Samaniego Filoteo.

(1928)

Nace en Quito. Realiza estudios primarios y secundarios en la ciudad natal. Va a Europa y efectúa los universitarios en el Instituto de Ciencias Políticas de París. Allí realizó gran actividad literaria. Periodista de prestigio. Colabora en revistas y periódicos del País y del extranjero, especialmente en el Diario “El Tiempo”, en donde aparecen sus crónicas de estilo peculiar y pulcro. Ha publicado como estudios: “Poesía Francesa del Siglo XX” y “A veinte años de la muerte de Alfredo Gangotena” en colaboración con Gonzalo Escudero. “Crónica de Saint-John Perse”, “El Angel de Paul Valery”, “La Cabra de Francis Ponge”.

Como crítico literario sobresalió en su columna firmando en el “Tiempo” con el seudónimo Campanero.

Hernán Rodríguez Castelo se refiere a este autor en el mencionado diario; comenta lo siguiente, de su obra poétia: “Desde sus primeros versos tiene luz propia, perfiles, visión sin límites. “Relente” nos trae un sabor nuevo, que nos hace recordar al poeta tantas veces traducido por Samaniego, se trata de Saint-John-Perse, poeta de energía terrena. Nos narra una prosa, cuatro instantes de un amor; pienso que esta obra mantiene una altura poética como ningún otro libro de Filoteo Samaniego. El fruto de cincuenta páginas intensas, consiste en un mensaje que resume etapas ilimitadas que ninguna otra experienica humana puede proporcionar. Con “Signos” Samaniego inaugura una poesía más meditada, producto ya no de una vivencia palpable sino de observación o cincel. Sin embargo añora la aventura en cada verso” (septiembre 10 de 1967).

Sus libros editados son los siguientes: “Agraz”, “Relente” (1958), “Uniña”, (1961), “Signos” (1961), “Signos II” (1967).

Su gestión, estimable en el campo de la cultura, va también hacia la investigación en materia artística, descollando como un buen crítico del arte colonial ecuatoriano.

Poeta ante todo, escribe prosa poética. “Relente” es uno de los poemas más estimados y comentados y que consta en estudios y antologias de la Literatura Ecuatoriana, del que asegura Miguel Sánchez Astudillo ser pilar en la valoración.

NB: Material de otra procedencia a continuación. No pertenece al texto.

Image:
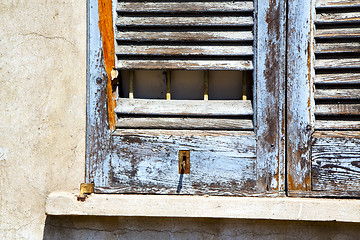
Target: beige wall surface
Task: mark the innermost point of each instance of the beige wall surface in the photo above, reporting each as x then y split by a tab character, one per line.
42	139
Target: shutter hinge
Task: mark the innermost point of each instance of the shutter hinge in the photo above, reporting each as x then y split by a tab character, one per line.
85	190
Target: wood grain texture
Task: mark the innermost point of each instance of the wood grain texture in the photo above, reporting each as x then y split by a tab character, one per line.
338	47
146	161
331	94
337	3
338	78
175	21
337	63
337	124
337	109
185	36
184	107
185	50
336	161
186	64
336	33
176	7
338	18
184	123
300	102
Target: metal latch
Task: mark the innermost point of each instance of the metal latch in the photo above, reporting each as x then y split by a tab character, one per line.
184	162
85	190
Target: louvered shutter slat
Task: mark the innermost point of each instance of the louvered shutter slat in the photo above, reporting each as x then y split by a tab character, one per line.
337	65
184	35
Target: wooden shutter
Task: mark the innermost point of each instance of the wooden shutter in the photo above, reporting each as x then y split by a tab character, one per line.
191	35
331	139
213	35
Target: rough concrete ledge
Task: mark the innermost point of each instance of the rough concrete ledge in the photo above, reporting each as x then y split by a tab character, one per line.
306	209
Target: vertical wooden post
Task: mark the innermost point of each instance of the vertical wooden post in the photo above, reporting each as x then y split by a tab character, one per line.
244	85
131	84
167	75
206	85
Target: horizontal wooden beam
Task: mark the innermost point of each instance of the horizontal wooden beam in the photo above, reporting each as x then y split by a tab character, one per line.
184	107
175	7
320	4
186	64
184	21
337	78
170	50
333	109
185	36
184	123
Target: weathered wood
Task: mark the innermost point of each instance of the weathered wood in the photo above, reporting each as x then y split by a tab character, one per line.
176	7
186	64
146	161
338	78
337	3
337	109
300	102
185	123
185	36
336	125
338	63
336	161
338	18
337	33
187	50
184	107
184	21
337	93
338	47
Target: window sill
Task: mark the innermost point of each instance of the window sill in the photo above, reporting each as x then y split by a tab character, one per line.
304	209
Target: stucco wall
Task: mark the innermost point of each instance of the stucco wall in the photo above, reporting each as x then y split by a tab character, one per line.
42	138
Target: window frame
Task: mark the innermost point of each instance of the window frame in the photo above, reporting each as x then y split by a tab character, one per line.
269	106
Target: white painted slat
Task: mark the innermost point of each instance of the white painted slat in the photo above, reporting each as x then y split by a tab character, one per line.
337	18
336	125
184	21
184	107
200	6
337	33
334	109
186	64
337	63
186	36
337	3
338	78
337	94
161	50
184	123
338	47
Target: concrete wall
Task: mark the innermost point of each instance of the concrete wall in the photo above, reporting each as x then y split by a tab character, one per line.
42	138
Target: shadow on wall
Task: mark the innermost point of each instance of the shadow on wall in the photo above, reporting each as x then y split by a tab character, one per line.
90	227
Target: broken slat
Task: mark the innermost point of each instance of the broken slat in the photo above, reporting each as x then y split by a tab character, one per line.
338	47
161	50
332	109
337	63
184	107
320	4
336	125
176	7
338	18
338	78
337	33
336	160
186	64
184	21
337	94
185	123
185	36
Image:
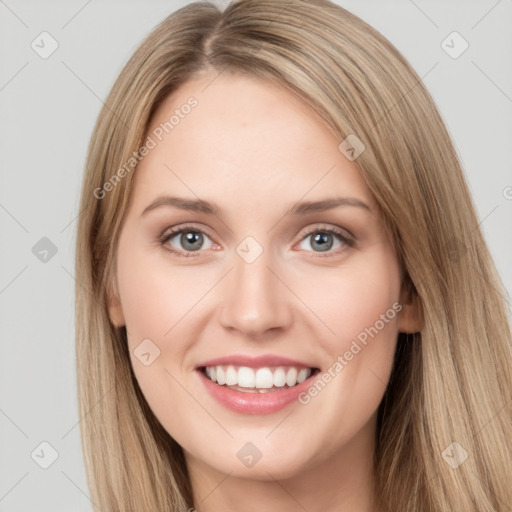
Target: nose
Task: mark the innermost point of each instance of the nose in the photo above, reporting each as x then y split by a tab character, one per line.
254	298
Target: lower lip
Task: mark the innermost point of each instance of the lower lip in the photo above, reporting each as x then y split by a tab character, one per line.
255	402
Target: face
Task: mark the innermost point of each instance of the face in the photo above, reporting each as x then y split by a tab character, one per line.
287	273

“Lo que me interesó de ese amor, de ese larguísimo simulacro de amor, fue precisamente lo menos, lo simple, lo vulgar, lo aburrido”. “Amor aburrido y cotidiano, tan sin sorpresas, que fue tal vez su ausencia de carácter lo que le volvía sorpendente. El comienzo, el fin, los intermedios, seguían un itinerario preciso, cronométrico, sin olvido del destino ni equivocacón de ruta, sin citas fallidas ni menos retardados a una cita. Llegábamos, saludábamos, desfogábamos nuestros deseos y partíamos tras prudentes y moderados reposos luego de haber ordenado vestidos y ojeras y equilibrado la altura de los hombros y de la mirada”… Canto de amor no repetido, dicho con ternura y emoción, con imágenes esplendentes, con capacidad de síntesis. Canto de gozo al amor y a la simiente buscando los origenes.

Existe en Samaniego la orfebrería de la palabra trasmutándose en lenguaje alado. De obra parva; ejemplar es su vocación intelectual y humanística.

Diplomático, poeta y prosista, viajero y estudioso en Medio Oriente y en otros lugares del planeta. Autor, también, de “El cuerpo desnudo de la tierra”, “Los niños sordos” (Madrid, 1977). Coordinador en la interesante “Historia del Arte Ecuatoriano” que publicó Salvat. A su dedicación humanística se debe “Columnario quiteño”. En 1977 editó “Ecuador, un mundo verde junto al sol”, en Castellano, que se tradujo al Inglés y al Francés. Colaborador con “América Latina en sus artes”, con la UNESCO y “Silo XXI”. Sus inquietudes le conducen a la perseverancia en varias facetas, siendo el arte y las letras su vocación predilecta.